“ UK consumers are even paying hundreds of millions of pounds to turn wind turbines off, because the grid cannot cope with how much green clean electricity they generate on some days. ”
That is not particularly uncommon with intermittent renewables, depending on contract structures for wind/solar versus contracts for other assets. Wind and PV don’t respond to merit-order pricing, their marginal cost of generation is either approaching zero, or they cannot generate. Depending on the contract governing their generation, they may receive revenues for available power not sent to the grid. Nuclear load cannot be curtailed quickly, so if baseload plus intermittent renewables exceeds demand, some of the renewable supply cannot be taken up - but some of it may get paid as if it was.
There are also natural gas plants that are receiving capacity charges, revenues for being available when not needed.
As RedWhippet says, transmission can also be a bottleneck.

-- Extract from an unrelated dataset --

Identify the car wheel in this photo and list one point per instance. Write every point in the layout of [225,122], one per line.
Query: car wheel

This is one of the reasons why hydrogen is seeing a resurgence of interest. If renewable assets are being curtailed anyway, the energy may as well be stored cheaply.
Where on earth do they do that?!? Why would you use an external system when the lines themselves can act as heaters? A section running at short circuit current will easily produce enough heat to de-ice itself.
We used to live near the Beauly to Denny power line. I’m sure the helicopters where only used to check it. Having said that, surely that is something that could be better achieved with drones?
The UK also has a number of strategic oil lines across the country which they will monitor with helicopters. I’ve had one land next to me twice because I was digging a hole near one.
maybe just the one farm. my cousin just finished up a 10y stint as head of maint for two windmill farms (Tumbler Ridge and Bear Mountain). they had 50 windmills to maintain, they were serviced twice a year so two a week would be taken offline for maint. If I remember correctly, those ones had electric heating elements on the leading edge of the blade to prevent icing.
another cousin actually worked for same company, but in Zurich (site safety co-ordinator). he worked on the highest elevation windmill farm in Europe. he took most of the pics in this article.